On behalf of the Group of the European People’s Party, I want to speak about religious freedom. In our European society, freedom of thought, conscience and religion are fundamental rights. That high standard of human rights is, for the most part, the product of our society’s deep Christian heritage. Although the main pillars of Christianity are faith, charity, dignity and respect, many who promote such values become the target of discriminatory attacks. An ever increasing number of cases of “Christianophobia” have been recorded in Europe. According to a report published on 19 March 2012 by the Observatory on Intolerance and Discrimination Against Christians in Europe, a non-governmental organisation based in Vienna, 85% of hate crimes committed in Europe during 2011 were aimed at Christians. The report summarised incidents ranging from vandalism and insults to suppression of religious symbols, desecrations, hate crimes and religiously motivated violence.

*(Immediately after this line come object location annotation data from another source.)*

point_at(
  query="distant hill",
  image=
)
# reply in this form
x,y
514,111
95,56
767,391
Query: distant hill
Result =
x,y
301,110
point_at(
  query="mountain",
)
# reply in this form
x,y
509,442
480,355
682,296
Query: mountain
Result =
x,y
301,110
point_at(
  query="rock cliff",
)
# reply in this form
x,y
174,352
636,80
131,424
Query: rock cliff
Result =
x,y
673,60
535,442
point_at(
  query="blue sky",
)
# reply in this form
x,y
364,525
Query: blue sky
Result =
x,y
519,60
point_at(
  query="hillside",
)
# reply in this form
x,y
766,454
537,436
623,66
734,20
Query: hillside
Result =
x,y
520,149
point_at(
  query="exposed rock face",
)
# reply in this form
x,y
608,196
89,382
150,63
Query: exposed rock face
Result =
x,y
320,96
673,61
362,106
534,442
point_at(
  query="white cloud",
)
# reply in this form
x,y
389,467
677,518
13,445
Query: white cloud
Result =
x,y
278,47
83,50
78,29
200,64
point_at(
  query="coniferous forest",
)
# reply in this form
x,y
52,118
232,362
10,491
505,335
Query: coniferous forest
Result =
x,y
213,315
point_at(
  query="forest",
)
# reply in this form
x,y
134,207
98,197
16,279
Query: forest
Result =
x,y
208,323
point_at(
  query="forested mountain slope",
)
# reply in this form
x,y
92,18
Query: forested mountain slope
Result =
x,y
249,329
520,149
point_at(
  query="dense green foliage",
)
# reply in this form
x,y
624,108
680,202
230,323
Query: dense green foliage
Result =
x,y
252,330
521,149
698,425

Regrettably, this is not the only report that shows worrying data about intolerance of and discrimination against Christians in Europe. The same kind of conclusions emerge from a study conducted in Britain by ComRes – one of the leading polling agencies – which found that 74% of those surveyed believed that there was more intolerance and discrimination against Christians than against people of other religions in Europe. That compares with 66% in November 2009. One reason for that trend is that the Christian church stands for traditional values, especially in regard to family, marriage and the sanctity of life.
According to statistics offered by the Scottish Government in 2011, 95% of religiously motivated violence in Scotland is aimed at Christians. In November 2010, the French Minister of the Interior wrote a letter to the High Commissioner for Human Rights at the Council of Europe stating that of 485 acts of vandalism against faith sites, 410 had been directed against Christian sites. That is more than 80%. Other sources indicate that people are marginalised for the simple reason that they are in favour of Christian values.

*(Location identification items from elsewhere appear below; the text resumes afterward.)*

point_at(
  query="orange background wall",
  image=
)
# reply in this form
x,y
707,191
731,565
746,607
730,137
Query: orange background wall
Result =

Although religious freedom in eastern Europe is growing, it is still fragile, and cases of discrimination and intolerance are common. A relevant example is the discrimination against representatives of small Christian denominations, such as Protestant and neo-Protestant. If we look outside Europe to our neighbouring regions, we find that the situation of Christians in countries such as Libya, Egypt and Syria is critical. While clashes between government troops and opposition forces have been blamed for the social and political unrest there, Christians have often been caught in the crossfire and become targets of violent revenge attacks. I am glad that we shall have an opportunity on Thursday to discuss the situation in Egypt, but I regret that the title of the report has been changed. Initially, the proposal was to discuss the situation of Christians in Egypt, which I believe would have been much more appropriate.
European society has always been an example of democracy worthy of being followed by developing countries, but the growing discrimination against Christianity, both inside and outside Europe, is a matter of concern. That is why I believe it is important to bring these issues to your attention, and I hope that the Assembly will take note of them.